The body distribution and tumor accumulation of polymers were evaluated using poly(vinyl alcohol) (PVA) which has the simplest chemical structure among water-soluble polymers, similar to poly(ethylene glycol). To study the effect of polymer size on the tumor accumulation, we used not only water-soluble PVA with different molecular weights but also PVA microgels prepared through gamma-irradiation of aqueous PVA solutions. The PVA specimens in the aqueous solution were intravenously injected to mice carrying a tumor mass at their footpad.
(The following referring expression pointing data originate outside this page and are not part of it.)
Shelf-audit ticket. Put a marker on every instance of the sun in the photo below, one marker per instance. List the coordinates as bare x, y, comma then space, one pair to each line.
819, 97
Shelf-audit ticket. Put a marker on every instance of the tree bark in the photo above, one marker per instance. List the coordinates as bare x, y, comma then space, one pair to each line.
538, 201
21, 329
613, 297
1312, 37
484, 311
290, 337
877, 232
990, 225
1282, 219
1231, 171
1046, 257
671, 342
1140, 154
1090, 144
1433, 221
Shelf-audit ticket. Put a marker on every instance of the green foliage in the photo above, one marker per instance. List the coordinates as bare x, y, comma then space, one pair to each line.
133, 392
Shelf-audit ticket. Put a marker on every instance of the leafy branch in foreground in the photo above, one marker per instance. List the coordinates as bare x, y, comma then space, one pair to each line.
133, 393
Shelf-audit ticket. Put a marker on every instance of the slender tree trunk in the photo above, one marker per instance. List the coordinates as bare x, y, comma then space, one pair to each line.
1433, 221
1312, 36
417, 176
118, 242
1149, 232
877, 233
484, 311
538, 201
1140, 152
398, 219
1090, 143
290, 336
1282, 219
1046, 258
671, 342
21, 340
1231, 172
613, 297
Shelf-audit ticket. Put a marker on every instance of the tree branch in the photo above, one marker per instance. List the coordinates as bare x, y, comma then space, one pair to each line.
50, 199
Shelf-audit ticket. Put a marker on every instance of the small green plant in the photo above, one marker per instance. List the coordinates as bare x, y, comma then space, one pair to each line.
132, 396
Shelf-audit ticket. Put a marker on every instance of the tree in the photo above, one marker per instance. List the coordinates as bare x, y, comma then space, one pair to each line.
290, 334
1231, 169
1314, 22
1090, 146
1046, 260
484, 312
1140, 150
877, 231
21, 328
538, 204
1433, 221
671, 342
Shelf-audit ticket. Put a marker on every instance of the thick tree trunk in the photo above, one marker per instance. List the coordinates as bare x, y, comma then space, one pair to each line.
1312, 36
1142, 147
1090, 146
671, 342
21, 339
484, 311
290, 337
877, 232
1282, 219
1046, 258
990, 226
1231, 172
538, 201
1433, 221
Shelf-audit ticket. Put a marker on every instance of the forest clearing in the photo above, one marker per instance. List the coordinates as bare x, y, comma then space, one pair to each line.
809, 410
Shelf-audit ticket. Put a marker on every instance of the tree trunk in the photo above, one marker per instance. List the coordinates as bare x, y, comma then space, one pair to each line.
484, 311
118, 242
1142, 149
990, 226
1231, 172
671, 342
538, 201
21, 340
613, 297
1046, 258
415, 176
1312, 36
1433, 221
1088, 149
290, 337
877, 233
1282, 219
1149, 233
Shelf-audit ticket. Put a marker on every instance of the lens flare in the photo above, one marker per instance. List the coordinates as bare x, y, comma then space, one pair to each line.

Both types of PVA (water-soluble and microgel) of larger size were retained in the blood circulation for longer time periods and excreted more slowly from the kidney than those of smaller size. The plasma half-life period of PVA became longer with increasing size both for the water-soluble and microgel PVA, indicating that the body fate of PVA is governed only by the size. Both the water-soluble PVA and PVA microgels were accumulated in tumor tissue to a significantly greater extent than in normal tissue. The size dependence of the plasma half-life period and tumor accumulation was similar between the water-soluble PVA and the PVA microgels and the tumor accumulation became maximum around the size of 60 nm both for water-soluble and microgel PVA. A pharmacokinetical study demonstrated that the tumor uptake rate index of PVA decreased with the increase in PVA size. On the other hand, the greater the size, the larger the value of the area under the blood concentration-time curve (AUC). In addition, the PVA around 60 nm in diameter showed the smallest liver clearance. It was concluded that the balance between the uptake rate and the AUC as well as the liver clearance resulted in the maximum accumulation of PVA with the size of 60 nm.